Read Jeremiah 17.
We have heard the instruction, “Follow your heart!” We dare not! Rather, heed the will of God found in the Word of God. The heart of man is deceitful and desperately wicked. Sin has been engraved on it with a diamond-tipped, iron pen, so that what we think is good is bad and that which we brand bad is good.
The people of Judah were doomed to judgment for following their hearts’ diabolical desires. They worshipped the creation rather than the Creator. They trusted in what they could see instead of the immortal, invisible God who saw them.
The beautiful, bountiful blessings of a land flowing with milk and honey would be stripped and plundered by a marauding army. It would be as though they were sitting in the gasoline of God’s wrath, and their sins were the match they would continually be striking, until one day the explosive flame of HIs fury ignited.

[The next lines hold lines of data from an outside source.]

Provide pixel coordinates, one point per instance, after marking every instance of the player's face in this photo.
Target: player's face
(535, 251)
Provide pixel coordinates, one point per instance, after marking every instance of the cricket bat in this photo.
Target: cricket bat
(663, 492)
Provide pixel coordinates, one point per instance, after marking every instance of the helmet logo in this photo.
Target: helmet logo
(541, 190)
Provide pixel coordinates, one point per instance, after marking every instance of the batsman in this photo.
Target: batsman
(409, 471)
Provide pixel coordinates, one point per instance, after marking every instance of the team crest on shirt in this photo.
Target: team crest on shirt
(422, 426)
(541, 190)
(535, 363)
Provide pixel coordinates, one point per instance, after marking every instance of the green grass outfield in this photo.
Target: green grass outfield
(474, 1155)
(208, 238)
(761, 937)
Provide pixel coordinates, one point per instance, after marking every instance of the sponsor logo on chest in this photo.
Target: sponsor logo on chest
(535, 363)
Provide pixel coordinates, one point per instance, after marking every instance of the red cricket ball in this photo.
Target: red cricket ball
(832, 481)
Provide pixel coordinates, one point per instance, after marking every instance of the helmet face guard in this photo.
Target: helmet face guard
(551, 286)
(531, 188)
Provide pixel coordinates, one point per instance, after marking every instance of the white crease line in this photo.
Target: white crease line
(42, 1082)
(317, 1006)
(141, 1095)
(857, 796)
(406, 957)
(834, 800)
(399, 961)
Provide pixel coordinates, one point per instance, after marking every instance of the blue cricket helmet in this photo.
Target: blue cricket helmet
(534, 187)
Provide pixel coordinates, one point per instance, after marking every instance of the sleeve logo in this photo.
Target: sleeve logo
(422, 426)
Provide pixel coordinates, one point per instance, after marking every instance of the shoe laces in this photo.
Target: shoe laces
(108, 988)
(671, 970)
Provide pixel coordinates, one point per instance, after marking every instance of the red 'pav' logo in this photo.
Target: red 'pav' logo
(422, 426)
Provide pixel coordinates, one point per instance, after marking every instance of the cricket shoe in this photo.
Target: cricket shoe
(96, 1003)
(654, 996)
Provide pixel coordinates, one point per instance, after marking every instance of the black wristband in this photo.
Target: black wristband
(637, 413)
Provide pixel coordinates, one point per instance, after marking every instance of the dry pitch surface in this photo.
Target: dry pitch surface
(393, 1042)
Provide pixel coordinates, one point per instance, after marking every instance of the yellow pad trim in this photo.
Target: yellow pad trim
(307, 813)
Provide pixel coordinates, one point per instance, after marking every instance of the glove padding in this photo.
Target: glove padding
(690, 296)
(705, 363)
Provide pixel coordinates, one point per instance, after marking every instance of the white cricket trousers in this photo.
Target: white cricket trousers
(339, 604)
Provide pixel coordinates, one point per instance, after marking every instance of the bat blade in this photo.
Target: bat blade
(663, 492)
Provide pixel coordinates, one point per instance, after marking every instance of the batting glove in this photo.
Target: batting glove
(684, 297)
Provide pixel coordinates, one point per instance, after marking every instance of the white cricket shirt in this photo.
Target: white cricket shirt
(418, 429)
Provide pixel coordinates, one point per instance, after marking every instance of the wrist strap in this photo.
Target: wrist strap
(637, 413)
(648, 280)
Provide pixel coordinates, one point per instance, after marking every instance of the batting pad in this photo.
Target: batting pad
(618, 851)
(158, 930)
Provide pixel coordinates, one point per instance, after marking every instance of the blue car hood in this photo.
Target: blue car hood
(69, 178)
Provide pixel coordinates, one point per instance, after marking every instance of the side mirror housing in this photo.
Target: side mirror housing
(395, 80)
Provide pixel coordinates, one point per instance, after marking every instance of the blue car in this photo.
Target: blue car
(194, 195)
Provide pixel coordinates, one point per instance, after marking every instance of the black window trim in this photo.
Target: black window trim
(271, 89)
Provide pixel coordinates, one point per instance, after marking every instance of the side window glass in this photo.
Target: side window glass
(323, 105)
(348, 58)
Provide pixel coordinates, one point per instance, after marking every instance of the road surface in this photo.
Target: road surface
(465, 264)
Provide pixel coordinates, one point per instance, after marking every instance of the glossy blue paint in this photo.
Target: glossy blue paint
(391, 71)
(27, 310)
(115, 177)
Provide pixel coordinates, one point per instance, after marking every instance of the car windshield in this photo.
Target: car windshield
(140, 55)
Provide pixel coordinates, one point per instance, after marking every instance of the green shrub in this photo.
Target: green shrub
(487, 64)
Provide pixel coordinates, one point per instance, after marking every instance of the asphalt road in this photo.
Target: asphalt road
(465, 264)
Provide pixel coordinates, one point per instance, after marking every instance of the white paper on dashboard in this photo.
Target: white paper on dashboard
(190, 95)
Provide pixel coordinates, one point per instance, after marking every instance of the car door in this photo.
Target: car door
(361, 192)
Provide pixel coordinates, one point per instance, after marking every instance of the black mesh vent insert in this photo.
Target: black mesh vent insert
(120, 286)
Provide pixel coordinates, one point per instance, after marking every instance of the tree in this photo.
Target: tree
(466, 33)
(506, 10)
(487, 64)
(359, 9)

We can know the blessing of trusting in God or the cursing of trusting in ourselves. To look to the Lord as our hope is to find the stability of being rooted by the river of His grace, the beauty of evergreen foliage where we reflect His glory, and the productivity of fruitfulness as His Spirit works in and through us.
Jeremiah testifies to his faithfulness in a populace that had forsaken the Lord. He cries out for God to spare him even as he visits judgment on his generation. He confesses his hope in the Lord.
It is never easy to stand alone. But, really the child of God never does—the Lord is near all who trust in Him. We can speak against the evil of our day. They may not be persuaded to repent. This generation may choose to stop their ears to the truth—that is the deceitfulness of the heart. What I have control over is my own path—to choose God’s way, as I look to His wisdom and lean on His strength. In the words of the old hymn:
“Stand up, stand up for Jesus!
Stand in His strength alone,
The arm of flesh will fail you, ye dare not trust your own.”